Every project has constraints that are not enforced by its tests. In KitOps, those constraints span the architecture, the patterns the codebase has settled on, and the project’s goals, including what it is deliberately not trying to be. None of this lives in any single function. A coding agent reading the file it is about to modify has access to one slice of the codebase, no model of the project’s direction, and no way to tell which patterns are load-bearing versus incidental. The pull request it produces will compile, pass tests, and read cleanly. It will also, often enough to matter, get the constraint wrong.
The marker on the file does not help. The human attention triggered by removing the marker does not help. The reviewer agent does not catch it because the agent does not have a model of the project either.
We do try to capture these in AGENTS.md. Some of it captures. Most of it cannot, because the constraints that matter most live in patterns people learned by breaking something, or in decisions whose original reasoning has faded. And even the parts that capture only sharpen the next agent. They do not build contributors. They do not build future maintainers.
The bottleneck is not review effort. The bottleneck is contributor familiarity with the codebase.
What Cheap Contributions Broke
Code review in open source has always served two purposes that we did not distinguish carefully enough until AI made them come apart.
The first purpose is verification. Does this PR do what it claims to do, without breaking existing behavior, without introducing security holes, without violating project conventions.
The second purpose is calibration. The act of writing a PR, defending it in review, and incorporating reviewer feedback teaches the contributor what the project values. A contributor whose first three PRs come back with comments about the project’s patterns eventually internalizes them. Their fourth PR is better. The reviewer’s comments do not just fix the PR. They fix the contributor.
These two purposes were tightly coupled when the cost of writing a PR was high. A contributor would not write 200 lines of code unless they cared enough about the project to absorb feedback. The expensive part of contribution was already a filter for the kind of person who would learn.

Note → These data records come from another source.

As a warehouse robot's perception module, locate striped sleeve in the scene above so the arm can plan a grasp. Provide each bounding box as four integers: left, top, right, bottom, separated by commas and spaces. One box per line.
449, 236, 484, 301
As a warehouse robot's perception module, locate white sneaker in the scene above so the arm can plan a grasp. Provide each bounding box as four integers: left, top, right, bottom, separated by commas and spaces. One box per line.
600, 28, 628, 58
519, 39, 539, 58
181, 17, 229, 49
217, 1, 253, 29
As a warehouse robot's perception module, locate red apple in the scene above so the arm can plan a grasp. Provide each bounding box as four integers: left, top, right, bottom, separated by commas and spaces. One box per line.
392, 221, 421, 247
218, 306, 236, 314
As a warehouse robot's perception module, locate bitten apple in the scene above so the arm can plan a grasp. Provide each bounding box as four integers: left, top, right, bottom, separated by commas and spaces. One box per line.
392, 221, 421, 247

AI decoupled them. A contributor can now produce 200 lines of code at near-zero cost without any of the learning that used to come with producing 200 lines of code. The verification purpose of review still works, more or less. The calibration purpose has no recipient. Reviewer comments fix this PR, then the next PR shows up and the contributor has often not internalized anything.

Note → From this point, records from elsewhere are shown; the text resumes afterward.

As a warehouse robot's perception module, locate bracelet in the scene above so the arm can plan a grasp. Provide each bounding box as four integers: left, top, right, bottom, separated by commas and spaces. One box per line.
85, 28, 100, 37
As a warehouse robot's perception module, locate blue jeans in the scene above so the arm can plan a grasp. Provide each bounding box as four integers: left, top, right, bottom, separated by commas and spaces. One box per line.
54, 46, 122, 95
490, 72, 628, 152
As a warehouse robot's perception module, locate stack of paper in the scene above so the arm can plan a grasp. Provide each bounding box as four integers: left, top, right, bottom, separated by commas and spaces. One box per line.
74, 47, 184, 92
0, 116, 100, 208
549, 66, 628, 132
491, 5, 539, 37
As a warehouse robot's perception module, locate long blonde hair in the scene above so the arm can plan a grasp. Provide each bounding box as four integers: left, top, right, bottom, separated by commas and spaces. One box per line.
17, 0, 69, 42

The marker handshake addresses verification. It cannot address calibration because calibration was never a property of the review step. It was a property of the contribution step.
Where That Leaves Us
The honest summary is that we have a mechanism that does what it was designed to do, applied to a problem that turns out to be slightly different from the one we set out to solve. Forced human review prevents the worst case. It does not, and cannot, produce contributors who understand the project.

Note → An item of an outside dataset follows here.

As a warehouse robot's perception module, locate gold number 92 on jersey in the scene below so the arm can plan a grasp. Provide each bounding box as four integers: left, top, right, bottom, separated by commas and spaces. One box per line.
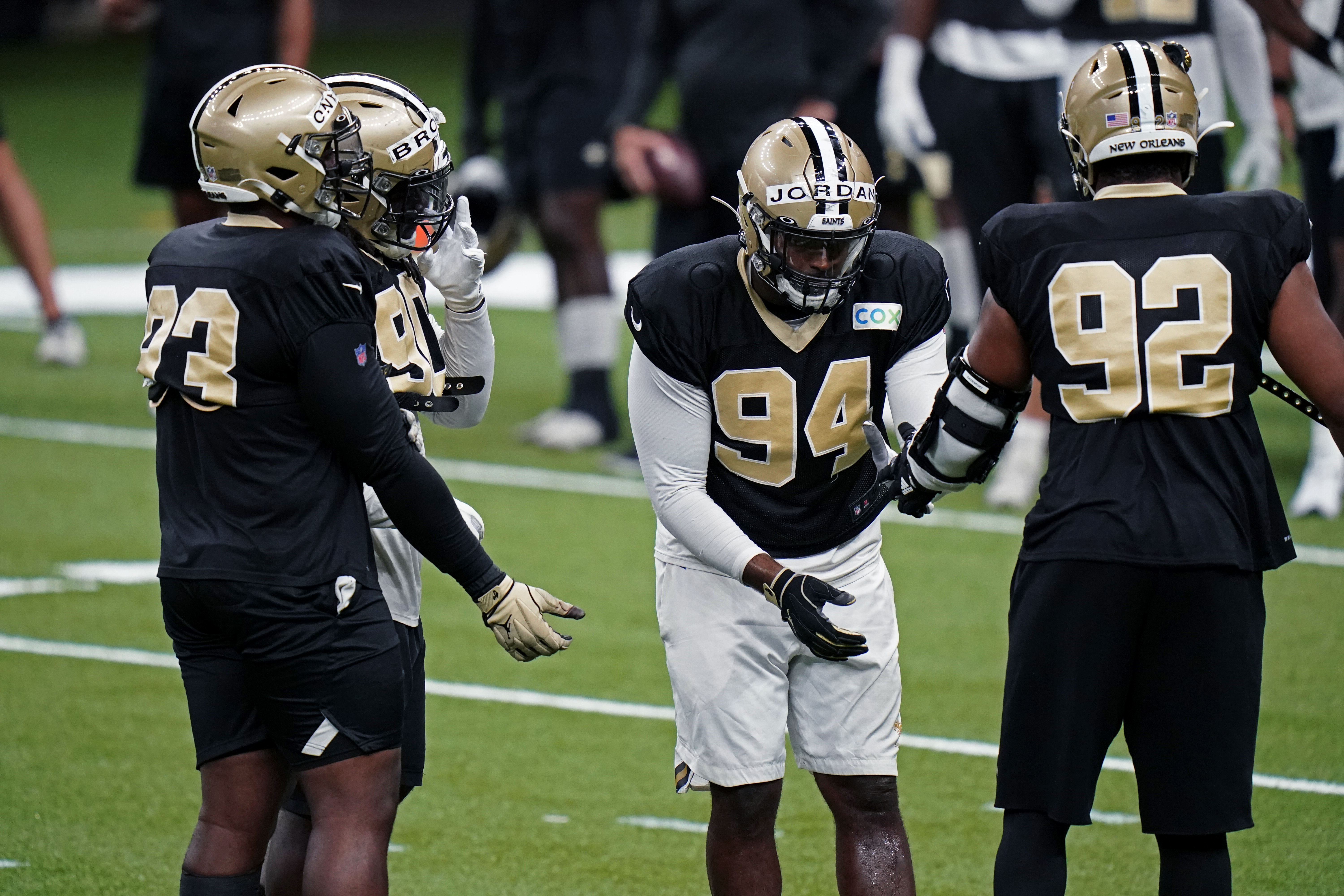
1050, 254, 1235, 423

We are still running the handshake. The downside is small and the upside is real for the specific failure mode it addresses. We are also looking at what else could help. Better onboarding documentation might shift some of the calibration work back to a place where AI cannot remove it. Tests that encode architectural invariants would let the verification step catch more of what currently slips through. Neither is a complete answer.
If you are running into the same problem on your project, I would be curious what you have tried. The marker handshake is one thread to pull. There are others. None of them, as far as I can tell, restore the coupling that contribution cost used to enforce for free.
There is a harder question underneath this, which I am still working through. Whether what is arriving in our PR queues counts as contribution in the older sense, or whether the contributions have quietly turned to tokens. The two look identical at the API boundary (PR). They are not the same thing arriving.